The Canon in D is a strict three-part melodic canon based, both harmonically and structurally, on a two-measure (or -bar) ground bass:

The same two-bar bass line and harmonic sequence is repeated over and over, 28 times in total. The chords of this sequence are: D major (tonic), A major (dominant), B minor (tonic relative or submediant—the relative minor tonic), F sharp minor (dominant parallel or mediant—the relative minor dominant), G major (subdominant), D major (tonic), G major (subdominant), and A major (dominant). This sequence, “I V vi iii IV I IV V” (see scale degree), and similar sequences appear elsewhere in the classical body of work.
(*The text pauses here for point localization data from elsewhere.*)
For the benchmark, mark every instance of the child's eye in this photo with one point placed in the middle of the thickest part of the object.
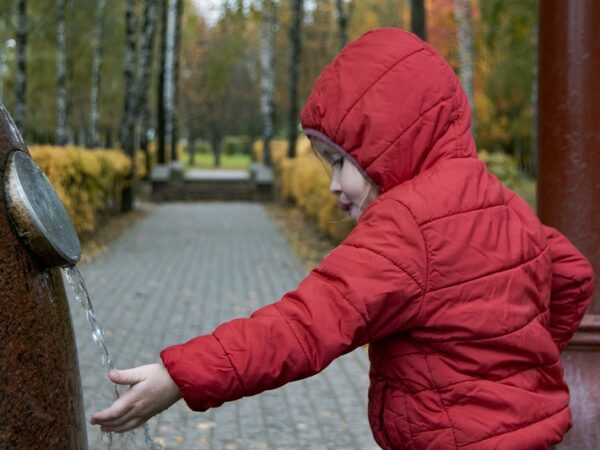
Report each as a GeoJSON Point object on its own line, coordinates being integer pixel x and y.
{"type": "Point", "coordinates": [337, 160]}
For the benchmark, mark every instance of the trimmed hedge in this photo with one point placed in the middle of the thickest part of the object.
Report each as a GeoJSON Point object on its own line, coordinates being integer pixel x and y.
{"type": "Point", "coordinates": [304, 182]}
{"type": "Point", "coordinates": [89, 182]}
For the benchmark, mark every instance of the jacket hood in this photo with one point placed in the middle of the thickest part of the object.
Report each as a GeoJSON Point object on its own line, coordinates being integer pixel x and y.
{"type": "Point", "coordinates": [393, 105]}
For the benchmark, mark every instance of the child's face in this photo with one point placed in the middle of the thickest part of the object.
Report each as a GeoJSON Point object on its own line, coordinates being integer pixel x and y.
{"type": "Point", "coordinates": [354, 191]}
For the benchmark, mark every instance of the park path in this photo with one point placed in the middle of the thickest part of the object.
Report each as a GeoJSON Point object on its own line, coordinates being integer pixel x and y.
{"type": "Point", "coordinates": [178, 273]}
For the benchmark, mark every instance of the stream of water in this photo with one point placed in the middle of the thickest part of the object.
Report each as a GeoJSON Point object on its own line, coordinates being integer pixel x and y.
{"type": "Point", "coordinates": [77, 283]}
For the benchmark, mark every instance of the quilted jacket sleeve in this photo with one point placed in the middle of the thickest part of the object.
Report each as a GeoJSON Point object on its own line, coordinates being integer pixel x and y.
{"type": "Point", "coordinates": [572, 287]}
{"type": "Point", "coordinates": [359, 293]}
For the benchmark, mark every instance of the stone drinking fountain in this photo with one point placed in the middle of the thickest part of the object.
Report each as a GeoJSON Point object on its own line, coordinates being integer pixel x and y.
{"type": "Point", "coordinates": [41, 402]}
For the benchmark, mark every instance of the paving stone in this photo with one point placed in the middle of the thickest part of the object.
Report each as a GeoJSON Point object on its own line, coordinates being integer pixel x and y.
{"type": "Point", "coordinates": [177, 274]}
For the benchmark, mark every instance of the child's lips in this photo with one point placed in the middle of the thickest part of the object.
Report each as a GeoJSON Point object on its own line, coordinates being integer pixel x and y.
{"type": "Point", "coordinates": [345, 205]}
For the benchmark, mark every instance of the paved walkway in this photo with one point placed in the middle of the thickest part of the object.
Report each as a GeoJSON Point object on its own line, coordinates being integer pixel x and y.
{"type": "Point", "coordinates": [177, 274]}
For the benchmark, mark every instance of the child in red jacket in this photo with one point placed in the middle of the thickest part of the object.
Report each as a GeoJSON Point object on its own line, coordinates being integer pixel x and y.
{"type": "Point", "coordinates": [465, 298]}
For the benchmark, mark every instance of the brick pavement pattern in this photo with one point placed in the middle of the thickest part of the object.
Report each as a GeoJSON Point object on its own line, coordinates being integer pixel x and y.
{"type": "Point", "coordinates": [177, 274]}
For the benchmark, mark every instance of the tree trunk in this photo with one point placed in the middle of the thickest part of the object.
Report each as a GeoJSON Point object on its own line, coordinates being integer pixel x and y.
{"type": "Point", "coordinates": [176, 51]}
{"type": "Point", "coordinates": [61, 75]}
{"type": "Point", "coordinates": [267, 103]}
{"type": "Point", "coordinates": [169, 91]}
{"type": "Point", "coordinates": [216, 146]}
{"type": "Point", "coordinates": [343, 19]}
{"type": "Point", "coordinates": [191, 145]}
{"type": "Point", "coordinates": [160, 125]}
{"type": "Point", "coordinates": [534, 108]}
{"type": "Point", "coordinates": [144, 64]}
{"type": "Point", "coordinates": [21, 74]}
{"type": "Point", "coordinates": [144, 144]}
{"type": "Point", "coordinates": [92, 139]}
{"type": "Point", "coordinates": [417, 18]}
{"type": "Point", "coordinates": [295, 38]}
{"type": "Point", "coordinates": [462, 12]}
{"type": "Point", "coordinates": [141, 117]}
{"type": "Point", "coordinates": [127, 122]}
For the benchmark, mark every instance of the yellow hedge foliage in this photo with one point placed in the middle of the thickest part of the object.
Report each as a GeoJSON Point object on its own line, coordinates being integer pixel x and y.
{"type": "Point", "coordinates": [305, 182]}
{"type": "Point", "coordinates": [89, 182]}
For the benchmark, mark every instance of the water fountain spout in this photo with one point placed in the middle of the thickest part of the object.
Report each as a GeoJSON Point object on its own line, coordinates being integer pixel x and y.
{"type": "Point", "coordinates": [40, 387]}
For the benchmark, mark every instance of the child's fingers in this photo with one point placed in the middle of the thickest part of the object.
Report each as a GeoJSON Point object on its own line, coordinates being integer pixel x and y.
{"type": "Point", "coordinates": [127, 376]}
{"type": "Point", "coordinates": [119, 422]}
{"type": "Point", "coordinates": [121, 427]}
{"type": "Point", "coordinates": [115, 411]}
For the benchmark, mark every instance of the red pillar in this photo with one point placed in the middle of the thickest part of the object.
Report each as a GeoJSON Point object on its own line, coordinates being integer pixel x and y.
{"type": "Point", "coordinates": [569, 177]}
{"type": "Point", "coordinates": [569, 124]}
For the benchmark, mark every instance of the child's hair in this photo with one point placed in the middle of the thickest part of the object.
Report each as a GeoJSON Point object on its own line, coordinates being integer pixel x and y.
{"type": "Point", "coordinates": [370, 191]}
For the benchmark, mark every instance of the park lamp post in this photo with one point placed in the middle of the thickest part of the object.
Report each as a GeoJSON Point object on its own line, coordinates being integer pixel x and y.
{"type": "Point", "coordinates": [6, 46]}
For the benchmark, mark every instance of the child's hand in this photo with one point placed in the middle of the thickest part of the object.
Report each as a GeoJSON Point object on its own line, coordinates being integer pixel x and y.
{"type": "Point", "coordinates": [152, 391]}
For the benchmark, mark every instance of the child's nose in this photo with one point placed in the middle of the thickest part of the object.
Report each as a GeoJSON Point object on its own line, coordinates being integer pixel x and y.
{"type": "Point", "coordinates": [334, 186]}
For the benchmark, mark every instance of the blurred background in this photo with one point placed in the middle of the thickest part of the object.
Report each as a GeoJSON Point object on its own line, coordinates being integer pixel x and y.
{"type": "Point", "coordinates": [219, 84]}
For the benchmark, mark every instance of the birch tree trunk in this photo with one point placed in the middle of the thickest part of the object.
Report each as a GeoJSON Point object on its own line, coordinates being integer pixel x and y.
{"type": "Point", "coordinates": [462, 12]}
{"type": "Point", "coordinates": [344, 15]}
{"type": "Point", "coordinates": [92, 139]}
{"type": "Point", "coordinates": [169, 91]}
{"type": "Point", "coordinates": [21, 74]}
{"type": "Point", "coordinates": [144, 71]}
{"type": "Point", "coordinates": [160, 107]}
{"type": "Point", "coordinates": [267, 103]}
{"type": "Point", "coordinates": [534, 107]}
{"type": "Point", "coordinates": [295, 39]}
{"type": "Point", "coordinates": [417, 18]}
{"type": "Point", "coordinates": [129, 99]}
{"type": "Point", "coordinates": [177, 46]}
{"type": "Point", "coordinates": [61, 75]}
{"type": "Point", "coordinates": [144, 64]}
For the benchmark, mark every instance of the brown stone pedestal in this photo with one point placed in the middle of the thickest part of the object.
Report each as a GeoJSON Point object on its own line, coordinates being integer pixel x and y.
{"type": "Point", "coordinates": [569, 179]}
{"type": "Point", "coordinates": [40, 389]}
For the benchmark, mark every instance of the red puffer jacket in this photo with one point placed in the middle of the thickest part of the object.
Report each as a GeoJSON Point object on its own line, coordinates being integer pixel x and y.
{"type": "Point", "coordinates": [466, 299]}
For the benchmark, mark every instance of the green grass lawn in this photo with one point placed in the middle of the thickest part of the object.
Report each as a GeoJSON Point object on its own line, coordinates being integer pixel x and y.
{"type": "Point", "coordinates": [206, 161]}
Handel used it for the main theme and all variations thereof throughout the second movement of his Organ Concerto No. 11 in G minor, HWV 310. Mozart employed it both for a passage in Die Zauberflöte (1791), at the moment where the three boys first appear and in the last movement of his Piano Concerto No. 23 in A major, K. 488 (1786). He may have learned the sequence from Haydn, who had used it in the minuet of his string quartet Opus 50 No. 2, composed in 1785. Neither Handel’s, nor Haydn’s, nor Mozart’s passage is an exact harmonic match to Pachelbel’s, the latter two both deviating in the last bar, and may in fact have arisen more prosaically from one of the more obvious harmonizations of a descending major scale. This sequence is known as a plagal sequence.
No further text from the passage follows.